The Out-of-Touch Adults' Guide: Why Gen Z Is Obsessed With “Millennial Optimism” Right Now

Every week, the internet invents a new nostalgia era, a new insult, and a new existential crisis trend. This week’s youth-culture cocktail? Melancholic, chaotic, and surprisingly festive.

Let’s break down what teens and twenty-somethings are spiraling about now—so you don’t have to pretend you understand TikTok by osmosis.


1. “Millennial Optimism”: The New Fake Golden Age

Y2K nostalgia is fading, and a new romanticized timeline is replacing it: 2010–2014, the so-called era of “millennial optimism.”
Think quirky mustaches, farmer’s markets, indie folk-pop, Polaroid filters, and the delusion that the internet was just vibes forever.

Gen Z is looking back at that time—when many of them were toddlers—and imagining it as a lost age of whimsy and hope. Meanwhile, actual millennials are nostalgic too… mostly because, well, they were young.

Was it really optimistic? Not exactly. But compared to today’s economic doom loops and viral burnout discourse? It felt better. Nostalgia doesn’t need to be accurate—just comforting.
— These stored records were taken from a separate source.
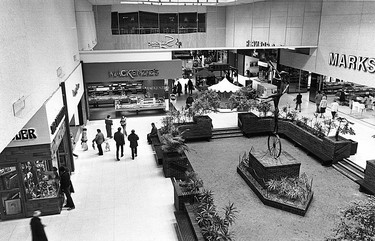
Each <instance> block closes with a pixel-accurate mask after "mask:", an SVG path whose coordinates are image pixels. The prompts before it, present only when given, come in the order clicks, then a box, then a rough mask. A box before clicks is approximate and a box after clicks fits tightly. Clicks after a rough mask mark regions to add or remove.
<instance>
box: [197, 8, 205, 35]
mask: <svg viewBox="0 0 375 241" xmlns="http://www.w3.org/2000/svg"><path fill="white" fill-rule="evenodd" d="M198 32H206V14H205V13H198Z"/></svg>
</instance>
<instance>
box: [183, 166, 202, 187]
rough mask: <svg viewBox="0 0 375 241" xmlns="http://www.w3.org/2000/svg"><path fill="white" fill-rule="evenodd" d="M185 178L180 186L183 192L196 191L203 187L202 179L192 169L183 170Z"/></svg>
mask: <svg viewBox="0 0 375 241" xmlns="http://www.w3.org/2000/svg"><path fill="white" fill-rule="evenodd" d="M185 176H186V179H185V181H183V182H182V183H180V186H181V187H182V188H183V191H185V192H197V191H199V189H200V188H202V187H203V180H202V179H200V178H199V177H198V174H197V173H196V172H194V171H190V172H189V171H186V172H185Z"/></svg>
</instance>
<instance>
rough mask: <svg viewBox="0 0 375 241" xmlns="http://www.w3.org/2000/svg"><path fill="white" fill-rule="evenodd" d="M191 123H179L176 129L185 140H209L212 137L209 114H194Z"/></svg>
mask: <svg viewBox="0 0 375 241" xmlns="http://www.w3.org/2000/svg"><path fill="white" fill-rule="evenodd" d="M193 121H194V122H192V123H187V124H179V125H178V127H177V130H178V131H179V132H180V133H182V132H184V133H183V134H182V137H183V138H184V139H185V141H191V140H202V139H204V140H209V139H211V137H212V119H211V118H210V117H209V116H194V117H193Z"/></svg>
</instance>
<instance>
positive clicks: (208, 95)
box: [191, 90, 220, 115]
mask: <svg viewBox="0 0 375 241" xmlns="http://www.w3.org/2000/svg"><path fill="white" fill-rule="evenodd" d="M219 107H220V97H219V95H218V94H217V93H216V92H215V91H212V90H206V91H204V92H203V93H202V94H201V95H200V96H199V97H198V98H197V99H195V100H194V102H193V104H192V106H191V109H192V111H193V113H194V115H204V114H207V113H209V112H211V111H214V112H216V111H217V109H218V108H219Z"/></svg>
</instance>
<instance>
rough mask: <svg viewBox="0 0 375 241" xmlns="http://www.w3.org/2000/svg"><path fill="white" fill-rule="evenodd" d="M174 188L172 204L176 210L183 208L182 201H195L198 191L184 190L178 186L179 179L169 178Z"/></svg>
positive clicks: (183, 206) (184, 202)
mask: <svg viewBox="0 0 375 241" xmlns="http://www.w3.org/2000/svg"><path fill="white" fill-rule="evenodd" d="M171 180H172V184H173V190H174V206H175V208H176V210H177V211H183V210H185V207H184V203H190V204H192V203H195V201H196V200H195V197H196V196H197V195H198V194H199V193H200V192H184V191H183V190H182V187H181V186H180V183H181V181H180V180H176V179H175V178H171Z"/></svg>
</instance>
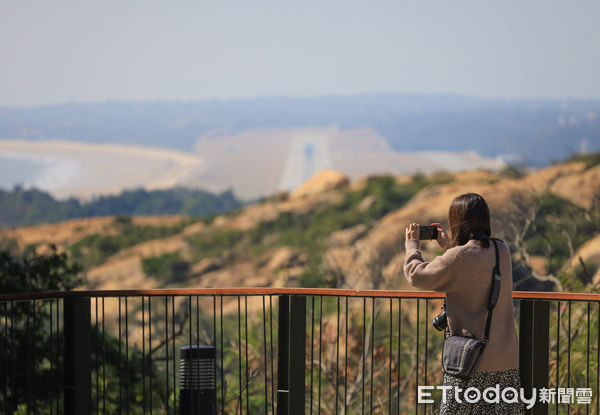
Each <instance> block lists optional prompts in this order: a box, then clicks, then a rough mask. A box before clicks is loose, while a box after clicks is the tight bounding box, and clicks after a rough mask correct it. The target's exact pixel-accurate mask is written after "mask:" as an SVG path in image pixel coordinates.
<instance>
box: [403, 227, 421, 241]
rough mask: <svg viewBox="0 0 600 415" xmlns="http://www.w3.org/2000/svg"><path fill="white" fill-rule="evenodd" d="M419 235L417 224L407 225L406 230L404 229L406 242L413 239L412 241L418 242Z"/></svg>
mask: <svg viewBox="0 0 600 415" xmlns="http://www.w3.org/2000/svg"><path fill="white" fill-rule="evenodd" d="M419 235H420V230H419V225H418V224H416V223H411V224H410V225H408V228H406V240H409V239H414V240H416V241H418V240H419Z"/></svg>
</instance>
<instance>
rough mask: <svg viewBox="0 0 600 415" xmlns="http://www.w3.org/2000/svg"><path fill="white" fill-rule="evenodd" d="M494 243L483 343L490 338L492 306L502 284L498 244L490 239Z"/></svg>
mask: <svg viewBox="0 0 600 415" xmlns="http://www.w3.org/2000/svg"><path fill="white" fill-rule="evenodd" d="M490 239H491V240H492V242H493V243H494V250H495V251H496V265H495V266H494V270H493V272H492V291H491V292H490V299H489V301H488V317H487V321H486V322H485V334H484V335H483V344H484V345H485V344H487V342H488V340H489V339H490V328H491V326H492V314H493V313H494V307H496V304H497V303H498V297H499V296H500V286H501V284H502V274H500V253H499V252H498V244H497V243H496V240H495V239H492V238H490Z"/></svg>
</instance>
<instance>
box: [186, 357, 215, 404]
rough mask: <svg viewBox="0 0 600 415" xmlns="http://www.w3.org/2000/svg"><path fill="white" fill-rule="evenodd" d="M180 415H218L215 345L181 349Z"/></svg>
mask: <svg viewBox="0 0 600 415" xmlns="http://www.w3.org/2000/svg"><path fill="white" fill-rule="evenodd" d="M180 356H181V357H180V372H179V381H180V382H179V385H180V388H179V414H180V415H216V413H217V381H216V379H215V373H216V367H215V365H216V363H215V359H216V351H215V348H214V347H213V346H184V347H182V348H181V349H180Z"/></svg>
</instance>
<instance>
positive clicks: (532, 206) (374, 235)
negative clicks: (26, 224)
mask: <svg viewBox="0 0 600 415" xmlns="http://www.w3.org/2000/svg"><path fill="white" fill-rule="evenodd" d="M599 189H600V157H599V156H598V155H595V156H589V157H585V158H578V159H576V160H573V161H569V162H566V163H559V164H555V165H552V166H549V167H546V168H543V169H539V170H536V171H534V172H531V173H529V174H525V173H524V172H523V171H518V170H516V169H506V170H504V171H501V172H490V171H483V170H478V171H469V172H460V173H453V174H451V173H437V174H432V175H421V174H417V175H413V176H407V175H404V176H391V175H387V176H372V177H367V178H361V179H357V180H349V179H348V178H347V177H346V176H344V175H343V174H341V173H339V172H335V171H331V170H329V171H322V172H321V173H319V174H317V175H316V176H313V177H312V178H311V179H309V180H308V181H306V182H305V183H304V184H303V185H302V186H300V187H298V188H297V189H295V190H294V191H293V192H290V193H283V192H280V193H278V194H275V195H273V196H272V197H271V198H268V199H265V200H262V201H260V202H258V203H254V204H251V205H248V206H244V207H243V208H242V209H238V210H237V211H235V212H232V213H230V214H227V215H219V216H216V217H214V218H212V219H211V220H201V221H195V220H193V219H192V220H190V219H189V218H187V217H185V216H176V217H173V216H170V217H164V216H163V217H152V218H149V217H133V218H132V219H131V220H123V218H118V217H117V218H114V217H112V218H111V217H102V218H89V219H77V220H71V221H66V222H61V223H57V224H51V225H39V226H33V227H22V228H16V229H11V230H5V231H3V232H1V233H0V242H2V241H5V242H12V246H14V247H18V249H23V250H26V249H32V248H35V249H40V250H43V249H45V245H46V244H47V243H55V244H56V245H57V246H58V248H59V249H65V250H66V251H67V252H69V253H70V255H71V257H72V259H73V260H75V261H77V262H79V263H81V264H82V265H83V266H84V267H85V269H86V274H87V286H88V287H90V288H96V289H129V288H156V287H185V286H190V287H194V288H201V287H242V286H263V287H264V286H270V287H298V286H301V287H336V288H352V289H406V288H408V287H407V283H406V280H405V279H404V278H403V276H402V265H403V261H404V230H405V227H406V225H407V224H408V223H411V222H417V223H422V224H429V223H432V222H434V221H440V222H442V223H444V226H446V227H447V223H445V222H446V218H447V214H448V206H449V203H450V201H451V200H452V198H453V197H455V196H457V195H458V194H461V193H464V192H477V193H480V194H481V195H483V196H484V197H485V198H486V200H487V201H488V203H489V205H490V210H491V213H492V231H493V234H494V235H495V236H497V237H500V238H502V239H503V240H504V241H506V242H507V243H508V244H509V246H510V249H511V252H512V264H513V276H514V288H515V289H518V290H561V289H562V290H566V291H575V292H595V291H597V290H598V286H599V284H600V234H599V233H598V230H599V229H600V192H599ZM422 251H423V252H424V255H425V257H426V258H427V259H431V258H433V257H434V256H435V255H437V254H439V252H440V251H439V247H438V246H437V243H435V242H424V243H423V244H422ZM249 304H250V306H252V303H251V301H250V300H249ZM256 304H258V303H256ZM231 306H232V307H235V305H234V304H233V302H232V303H231ZM229 310H230V311H234V308H231V309H229ZM113 312H114V310H113Z"/></svg>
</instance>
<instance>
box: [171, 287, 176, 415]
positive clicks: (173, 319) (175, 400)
mask: <svg viewBox="0 0 600 415" xmlns="http://www.w3.org/2000/svg"><path fill="white" fill-rule="evenodd" d="M171 334H172V337H171V342H172V347H171V352H172V353H173V355H172V360H173V414H177V362H176V361H175V359H176V357H177V356H176V355H177V349H176V348H175V296H171Z"/></svg>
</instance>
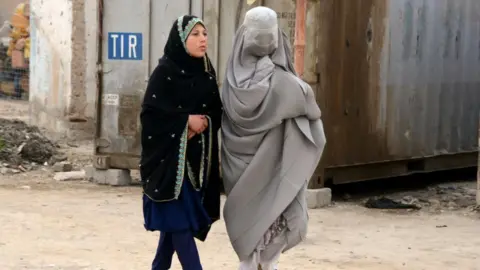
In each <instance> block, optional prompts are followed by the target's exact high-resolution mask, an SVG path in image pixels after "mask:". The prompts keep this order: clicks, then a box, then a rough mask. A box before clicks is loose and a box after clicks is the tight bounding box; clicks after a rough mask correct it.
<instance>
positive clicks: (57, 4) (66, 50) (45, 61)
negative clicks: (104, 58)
mask: <svg viewBox="0 0 480 270" xmlns="http://www.w3.org/2000/svg"><path fill="white" fill-rule="evenodd" d="M92 6H93V7H92ZM95 7H96V1H95V0H88V1H83V0H49V1H45V0H31V9H32V20H31V21H32V22H31V24H32V25H31V29H32V30H31V36H32V56H31V64H30V66H31V69H30V70H31V71H30V72H31V73H30V120H31V124H34V125H37V126H40V127H43V128H46V129H47V130H48V131H50V132H52V133H54V134H56V135H59V136H67V137H70V138H75V139H86V138H92V137H93V133H94V132H93V131H94V129H93V128H94V120H93V119H94V113H95V95H96V86H95V85H96V84H95V67H94V66H95V63H96V61H95V59H94V58H93V56H92V55H93V54H94V52H92V50H93V51H95V50H96V47H97V46H96V34H95V31H93V29H95V28H96V24H97V20H96V8H95ZM91 24H93V25H91ZM89 31H90V32H89ZM92 47H93V49H92ZM87 57H88V58H89V61H87ZM87 63H89V65H88V68H87Z"/></svg>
2. “Performative Reading”: The Viral Insult of the Month

“Performative reading” originally described people who used books as props to appear intellectual in public. But TikTok evolved it into something weirder: calling out men who read books written by women specifically to seem more dateable.

Is this a real trend? Probably not.
Is the internet clowning strangers for reading in public? Absolutely.

It’s anti-intellectual, sexist, and a symptom of the Gen Z/A fear of being filmed doing literally anything. Before everything was online, the worst you risked was a raised eyebrow from a stranger. Now you could become a meme because you dared to read in a beret.


3. The White Rabbit Trend: Nostalgia Meets Heartbreak

Inspired by Alice in Wonderland, the “White Rabbit” trend is all about posting a video of yourself at a happy moment—right before your life changed dramatically.

The soundtrack: a ticking metronome and a sad lo-fi piano riff.
The vibe: melancholic, cinematic, trauma-core nostalgia.
The message: “This was my last moment of peace.”

Some videos include context (like the TikToker who posted her graduation walk two days before a serious accident). Others leave you guessing, which is somehow even sadder.

If you want communal sorrow, TikTok has over 200,000 of these.


4. “Hemmy”: When Slang Mutates

“Hemmy” used to describe a type of car engine. Now it’s slang for “homie” but specifically said in a cringey white-guy voice.

Origin: Milk, a character from the 2016 animated series Legends of Chamberlain Heights.
Usage today: ironic affection, mild clowning, general unseriousness.

Gen Z stays recycling slang like a cultural compost bin.


5. Viral Video of the Week: Christmas Mashup Madness

DJ Noteliwood is taking over TikTok with chaotic holiday mashups that absolutely should not work—but do.

Highlights:

  • “Linus and Lucy” x GloRilla’s “Yeah Glo!” – a Christmas fever dream

  • “Money in the Sleigh” – Wham!’s “Last Christmas” meets Drake’s “Money in the Grave”

It’s festive. It’s unhinged. It’s Christmas.